En conclusion, le christianisme, est une entreprise de divinisation de l’homme qui ne peut aboutir sans le Purgatoire : « comprenez bien que tout ce qui est humain est entièrement transformé par notre Dieu tout-puissant et miséricordieux et que c’est l’œuvre du Purgatoire » (ch. XVII, p. 64).

 

[1] Yves de Boisredon, Bernard Peyrous (éd.), éd. de l’Emmnauel, 2e éd., 2002, p. 36 : « les âmes du Purgatoire sont en conformité parfaite avec la volonté de Dieu » (ch. V) ; p. 29 : « la volonté de ces âmes est si complètement unie à celle de Dieu par la charité parfaite et elles se trouvent si heureuses d’être placées sous sa divine dépendance, qu’on ne peut dire que leur peine soit une souffrance. D’autre part, il est également vrai de dire qu’elles endurent des tourments qu’aucune langue ne peut décrire » (ch. II).

[2] « La plus grande souffrance de ces âmes est de voir en elles ce qui déplaît à Dieu et de découvrir que, malgré sa bonté, elles y ont consenti » (ch. VIII, p. 42). « Cet acte final d’amour accomplit son œuvre à lui seul, trouvant l’âme avec tant d’imperfections cachées que leur simple vue, si elles lui étaient dévoilées, suffirait à la faire tomber dans le désespoir. Cette dernière opération cependant les consume toutes, et, quand elles sont détruites, Dieu le fait connaître à l’âme pour lui faire comprendre l’action divine qui lui a rendu sa pureté » (ch. XI, p. 50).

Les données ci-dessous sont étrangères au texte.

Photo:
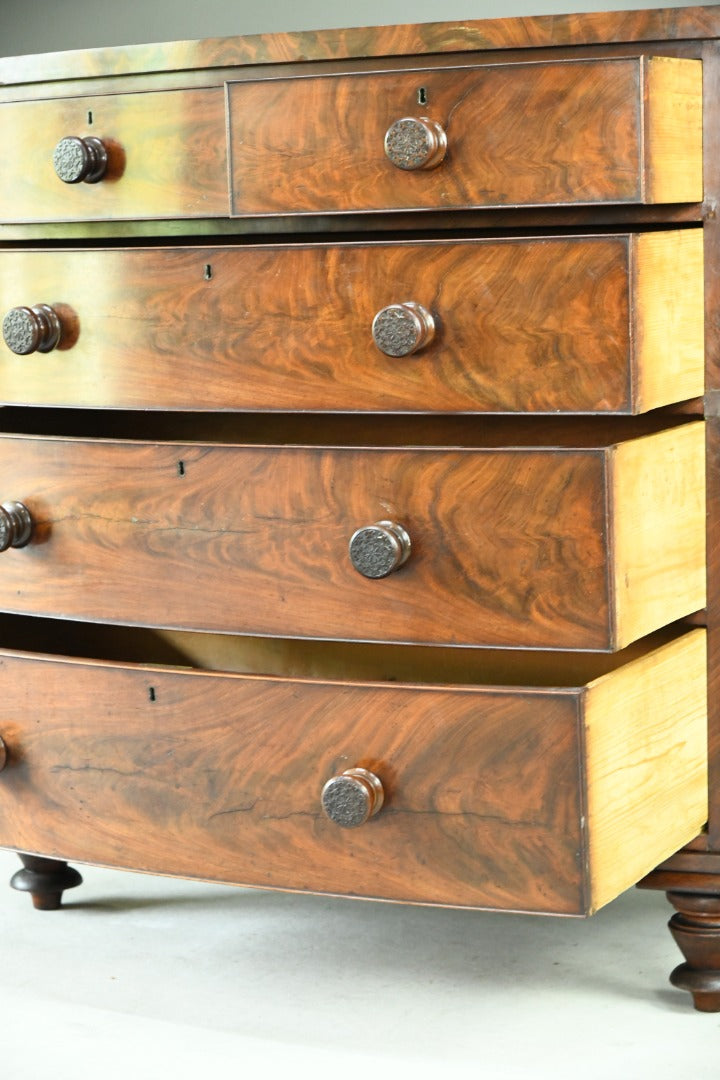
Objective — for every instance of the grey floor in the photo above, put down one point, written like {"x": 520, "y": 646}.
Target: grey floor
{"x": 145, "y": 977}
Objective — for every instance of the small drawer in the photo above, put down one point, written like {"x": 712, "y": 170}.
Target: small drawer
{"x": 571, "y": 545}
{"x": 580, "y": 324}
{"x": 552, "y": 133}
{"x": 166, "y": 157}
{"x": 529, "y": 797}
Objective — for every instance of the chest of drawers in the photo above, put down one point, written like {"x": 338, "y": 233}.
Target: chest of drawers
{"x": 358, "y": 454}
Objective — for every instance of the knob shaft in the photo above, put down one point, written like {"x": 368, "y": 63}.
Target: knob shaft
{"x": 416, "y": 143}
{"x": 377, "y": 550}
{"x": 401, "y": 329}
{"x": 31, "y": 329}
{"x": 353, "y": 797}
{"x": 80, "y": 160}
{"x": 15, "y": 525}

[3] p. 56 : « Vous vous abritez sous l’espoir de la grande miséricorde divine, que vous exaltez sans cesse, ne voyant pas que votre résistance à cette souveraine bonté sera votre condamnation ? Sa bonté devrait vous incliner à faire sa volonté et non vous encourager à persévérer dans la vôtre » (ch. XV).

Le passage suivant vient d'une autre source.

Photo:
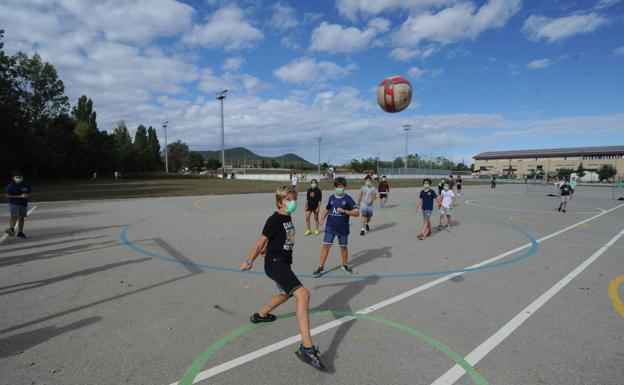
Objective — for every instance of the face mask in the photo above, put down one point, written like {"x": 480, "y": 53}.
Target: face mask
{"x": 291, "y": 206}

[4] p. 39 : « Mais les âmes du Purgatoire ont l’espoir certain de le voir et d’être entièrement rassasiées, c’est pourquoi elles endurent la faim et souffrent toutes les peines, jusqu’au moment où elles entreront en l’éternelle possession de ce Pain de Vie, qui est Jésus-Christ, notre amour » (ch VII).